Can someone explain, intuitively, why this is the case?


Solution 1:

It's pretty much the same as the 1-dimensional case. The second derivative gives you an idea of the local "curvature" of the function near the point, with a positive second derivative meaning that it's curving "up". In multiple dimensions, the Hessian matrix gives you the same information, except now you have infinitely many directions to look for curvature. Positive definiteness says that all the eigenvalues are positive, which means that any time you look along an eigenvector, the function will be curving up.

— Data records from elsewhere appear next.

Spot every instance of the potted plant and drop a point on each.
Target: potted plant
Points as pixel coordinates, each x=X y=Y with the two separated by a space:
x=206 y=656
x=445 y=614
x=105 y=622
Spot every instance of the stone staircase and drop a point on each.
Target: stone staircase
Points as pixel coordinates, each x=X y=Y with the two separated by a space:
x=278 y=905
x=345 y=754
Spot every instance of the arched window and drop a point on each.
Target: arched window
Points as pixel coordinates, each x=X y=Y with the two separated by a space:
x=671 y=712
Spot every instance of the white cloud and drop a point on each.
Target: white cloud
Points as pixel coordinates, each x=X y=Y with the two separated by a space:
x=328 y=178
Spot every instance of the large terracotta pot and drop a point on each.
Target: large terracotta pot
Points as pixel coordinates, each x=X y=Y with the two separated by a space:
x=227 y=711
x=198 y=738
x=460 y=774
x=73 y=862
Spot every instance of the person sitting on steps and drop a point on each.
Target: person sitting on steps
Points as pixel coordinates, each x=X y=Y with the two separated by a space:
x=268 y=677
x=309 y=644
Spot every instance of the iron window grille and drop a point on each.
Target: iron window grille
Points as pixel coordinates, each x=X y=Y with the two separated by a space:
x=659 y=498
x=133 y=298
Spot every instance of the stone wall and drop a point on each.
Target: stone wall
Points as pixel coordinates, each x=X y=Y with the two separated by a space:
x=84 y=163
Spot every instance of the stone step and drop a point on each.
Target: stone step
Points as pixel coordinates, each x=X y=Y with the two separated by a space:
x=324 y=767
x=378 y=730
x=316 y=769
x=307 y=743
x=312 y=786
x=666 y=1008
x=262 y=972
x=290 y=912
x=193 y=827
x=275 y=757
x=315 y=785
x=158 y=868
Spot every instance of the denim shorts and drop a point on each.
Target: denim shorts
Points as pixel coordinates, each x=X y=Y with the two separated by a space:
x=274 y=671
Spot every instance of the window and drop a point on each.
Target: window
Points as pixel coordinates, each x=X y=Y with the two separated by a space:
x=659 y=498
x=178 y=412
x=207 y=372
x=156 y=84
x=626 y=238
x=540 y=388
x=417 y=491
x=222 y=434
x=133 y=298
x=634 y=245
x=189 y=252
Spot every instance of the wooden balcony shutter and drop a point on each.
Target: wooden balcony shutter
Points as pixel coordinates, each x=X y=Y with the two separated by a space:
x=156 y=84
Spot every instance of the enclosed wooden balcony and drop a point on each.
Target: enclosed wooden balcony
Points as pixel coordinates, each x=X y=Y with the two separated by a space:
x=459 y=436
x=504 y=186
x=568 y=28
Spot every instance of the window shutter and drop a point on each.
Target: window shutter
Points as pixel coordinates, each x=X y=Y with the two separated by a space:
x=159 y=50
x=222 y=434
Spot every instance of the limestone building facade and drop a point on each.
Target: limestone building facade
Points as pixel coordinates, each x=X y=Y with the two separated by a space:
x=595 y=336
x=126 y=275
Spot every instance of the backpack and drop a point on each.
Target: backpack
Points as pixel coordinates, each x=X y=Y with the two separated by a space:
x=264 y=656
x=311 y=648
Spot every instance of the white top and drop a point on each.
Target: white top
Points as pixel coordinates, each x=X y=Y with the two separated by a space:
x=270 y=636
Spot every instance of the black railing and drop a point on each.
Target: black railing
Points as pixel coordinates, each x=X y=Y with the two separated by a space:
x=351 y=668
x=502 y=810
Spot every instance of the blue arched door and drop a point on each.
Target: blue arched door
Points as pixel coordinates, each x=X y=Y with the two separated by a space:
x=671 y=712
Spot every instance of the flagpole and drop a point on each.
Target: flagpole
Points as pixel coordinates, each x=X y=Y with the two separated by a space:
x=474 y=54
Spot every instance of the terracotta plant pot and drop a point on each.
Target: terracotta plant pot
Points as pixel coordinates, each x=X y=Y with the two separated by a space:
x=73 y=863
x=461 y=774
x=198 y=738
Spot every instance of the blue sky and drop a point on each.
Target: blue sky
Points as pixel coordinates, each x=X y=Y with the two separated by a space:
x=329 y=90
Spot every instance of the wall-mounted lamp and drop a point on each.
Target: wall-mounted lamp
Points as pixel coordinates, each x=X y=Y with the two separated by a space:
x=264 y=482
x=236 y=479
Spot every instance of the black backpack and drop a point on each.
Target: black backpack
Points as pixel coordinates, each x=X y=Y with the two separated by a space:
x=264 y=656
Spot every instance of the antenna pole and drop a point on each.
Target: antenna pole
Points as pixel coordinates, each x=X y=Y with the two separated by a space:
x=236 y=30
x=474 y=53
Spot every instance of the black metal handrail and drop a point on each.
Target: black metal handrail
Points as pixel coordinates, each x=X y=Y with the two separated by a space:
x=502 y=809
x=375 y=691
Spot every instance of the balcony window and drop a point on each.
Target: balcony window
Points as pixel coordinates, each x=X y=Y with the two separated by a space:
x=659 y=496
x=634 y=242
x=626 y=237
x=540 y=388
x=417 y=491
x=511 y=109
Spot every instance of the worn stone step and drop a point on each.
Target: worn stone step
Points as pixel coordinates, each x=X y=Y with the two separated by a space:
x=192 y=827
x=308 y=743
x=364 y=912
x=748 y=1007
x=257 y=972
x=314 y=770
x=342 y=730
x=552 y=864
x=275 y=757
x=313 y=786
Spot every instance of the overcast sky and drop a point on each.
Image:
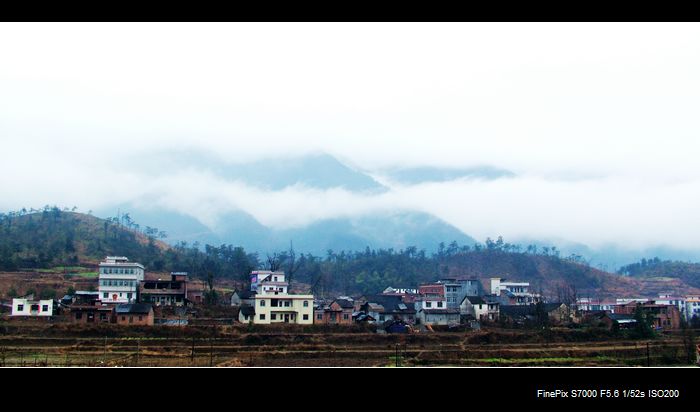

Assuming the Hessian is nondegenerate, the eigenvectors form a basis near that point, and so looking in any direction you'll also see "curving up" because you can decompose the direction into eigenvector directions.

You can extend this idea to negative definite and semidefinite cases fairly easily - the idea is the same. Looking along eigenvectors gives you 1-D slices of the function, and then you're back to 1D calculus.

Solution 2:

Roughly like this:

A Taylor expansion around $x$ by $h$ is $$ f(x + h) = f(x) + \text{grad } f \cdot h + \frac{1}{2} h^T H h + O(h^3) $$ at a critical point the gradient vanishes and this reduces to $$ f(x + h) = f(x) + \frac{1}{2} h^T H h + O(h^3) $$ For a minimum, neglecting $O(h^3)$ for small $h$ one would need $$ f(x + h) - f(x) = \frac{1}{2} h^T H h \ge 0 $$ and that is why positive semi-definiteness is needed.

For a maximum $$ f(x + h) - f(x) = \frac{1}{2} h^T H h \le 0 $$

Solution 3:

This is because of Taylor's formula at order $2$: \begin{align*}f(x+h,y+k)-f(x,y)&=hf'_x(x,y)+kf'_y(x,y)\begin{aligned}[t]&+\frac12\Bigl(h^2f''_{x^2}(x,y)+2hkf''_{xy}(x,y)\\&+k^2f''_{y^2}(x,y)\Bigr)+o\bigl(\bigl\lVert(h,k)\bigr\rVert^2 \bigr)\end {aligned}\\ &=\frac12\Bigl(h^2f''_{x^2}(x,y)+2hkf''_{xy}(x,y)+k^2f''_{y^2}(x,y)\Bigr)+o\bigl(\bigl\lVert(h,k)\bigr\rVert^2 \bigr) \end{align*} If the quadratic form $\;q(h,k)=\frac12\Bigl(h^2f''_{x^2}(x,y)+2hkf''_{xy}(x,y)+k^2f''_{y^2}(x,y)\Bigr)$ is positive definite, the sign of the left-hand side is positive for all $\lVert(h,k)\bigr\rVert^2$ small enough, hence $f(x+h,y+k)-f(x,y)>0$, so we have a local minimum. If it is definite negative, for the same reasons, we have a local maximum.